- Theatrical poster
- Directed by: Robert Wise
- Screenplay by: Isobel Lennart
- Based on: Protection for a Tough Racket 1954 story in Harper's by Cornelia Baird Gross
- Produced by: Joe Pasternak
- Starring: Jean Simmons Paul Douglas Tony Franciosa
- Cinematography: Russell Harlan
- Edited by: George Boemler
- Music by: Nicholas Brodszky George Stoll
- Distributed by: Metro-Goldwyn-Mayer
- Release date: May 14, 1957;
- Running time: 104 minutes
- Country: United States
- Language: English
- Budget: $1,560,000
- Box office: $1,520,000

= This Could Be the Night (film) =

1957 film by Robert Wise

This Could Be the Night is a 1957 American MGM comedy-drama film directed by Robert Wise and starring Jean Simmons and Paul Douglas. Anthony Franciosa made his debut in the film, which is based on the short stories by Cornelia Baird Gross.

==Plot==
Anne Leeds is a school teacher with only four weeks of experience. She takes a part-time job as a secretary to an ex-bootlegger and horse-playing gambler by the name of Rocco. He's a Broadway nightclub owner with a heart of gold who falls in love with Anne. However, he knows he's too old for her, so keeps his feelings to himself.

Anne "thinks" she's in love with his younger partner Tony Armotti, a typical playboy type who is afraid to fall in love because it might mean marriage. Tony lives in a walkup apartment above the nightclub, where he often entertains beautiful women. The stairs to the apartment are on the alley behind the club.
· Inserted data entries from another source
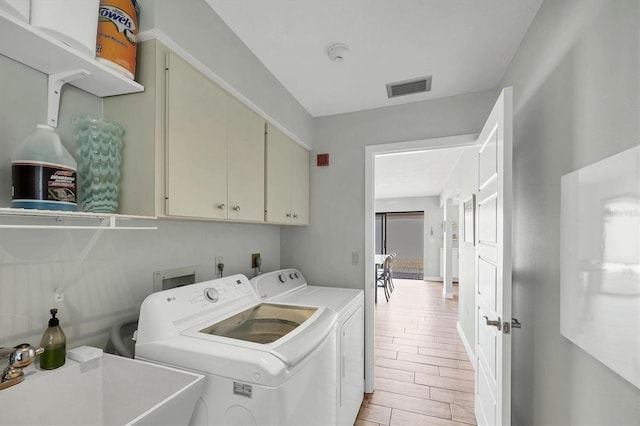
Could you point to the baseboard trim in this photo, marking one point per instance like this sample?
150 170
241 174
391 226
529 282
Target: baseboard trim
467 346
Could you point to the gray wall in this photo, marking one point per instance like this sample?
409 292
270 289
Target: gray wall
405 236
322 250
115 276
575 80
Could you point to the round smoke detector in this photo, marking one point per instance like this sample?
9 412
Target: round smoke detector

The entire nightclub loves Anne but Tony resents her because he wants to take care of her and protect her. Eventually after confronting Tony, Anne quits because Tony tells her he does not love her and never will. After she quits, the entire nightclub disparages Tony over whether Anne quit or was fired. He goes to where she is currently working and, after helping her escape when police raid the gambling den, convinces her to take back the job she quit.

==Cast==
- Jean Simmons as Anne Leeds
- Paul Douglas as Rocco
- Anthony Franciosa as Tony Armotti
- Julie Wilson as Ivy Corlane
- Neile Adams as Patsy St. Clair
- Joan Blondell as Crystal St. Clair
- J. Carrol Naish as Leon
- Rafael Campos as Hussein Mohammed
- ZaSu Pitts as Mrs. Katie Shea
- Tom Helmore as Stowe Devlin
- Murvyn Vye as Waxie London
- Vaughn Taylor as Ziggy Dawit
- Frank Ferguson as Mr. Shea
- Chuck Berry (cameo appearance)
- June Blair as chorus girl
- Bess Flowers as nightclub extra

==Soundtrack==
The soundtrack to the film was jazz-based, featuring performances by Ray Anthony and his Orchestra, with vocals throughout, including the film's title song, sung by Julie Wilson. Both Wilson and Anthony had roles in the film. Wilson played singer Ivy Corlane, while Anthony, with his Orchestra, played himself.

==Reception==
According to MGM records the film earned $870,000 in the US and Canada, and $650,000 elsewhere, resulting in a loss of $804,000.